Student Conversation - Melissa Ellis
"Just with the physical making, I can’t have the Great Barrier Reef explosion of life, but I can, if I create it in print."
Melissa on her recent work
I have an artist statement which kind of tends to ground me. My work is based on the juxtaposition of the beautiful and the strange, the weird and the sublime, the dark and the unnatural. It’s a process of cherry picking delicious pieces of weirdness and informing a context around them. I have two strands to my practice, making and copper plate etching. Etching is enormously time consuming, you have ten etches be- fore you get what you want, but it gives you time to reflect on what you’re doing. Really great and wonderful things happen as it goes along. Then you get the plate, you print and print and print. So it’s a journey.
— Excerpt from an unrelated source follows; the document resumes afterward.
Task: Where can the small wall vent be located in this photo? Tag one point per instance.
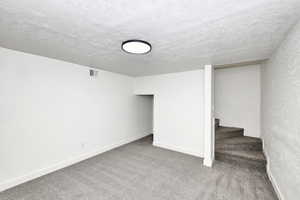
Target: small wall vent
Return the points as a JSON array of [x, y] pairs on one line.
[[93, 73]]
I can go to the Natural History Museum and want to own these things I can’t have. I take ownership of them by making them my way and through my particular lens. I began these in or around November of last year, which is the time that the Great Barrier Reef spawns, so there’s an explosion of life of micro-organisms flooding the place. You look into the print, more detail, more interesting little features. Just with the physical making, I can’t have the Great Barrier Reef explosion of life, but I can, if I create it in print.
On Fine Art Print
I think there’s an awful lot of freedom in print for somebody like me, who I wouldn’t necessarily see as a conceptual artist.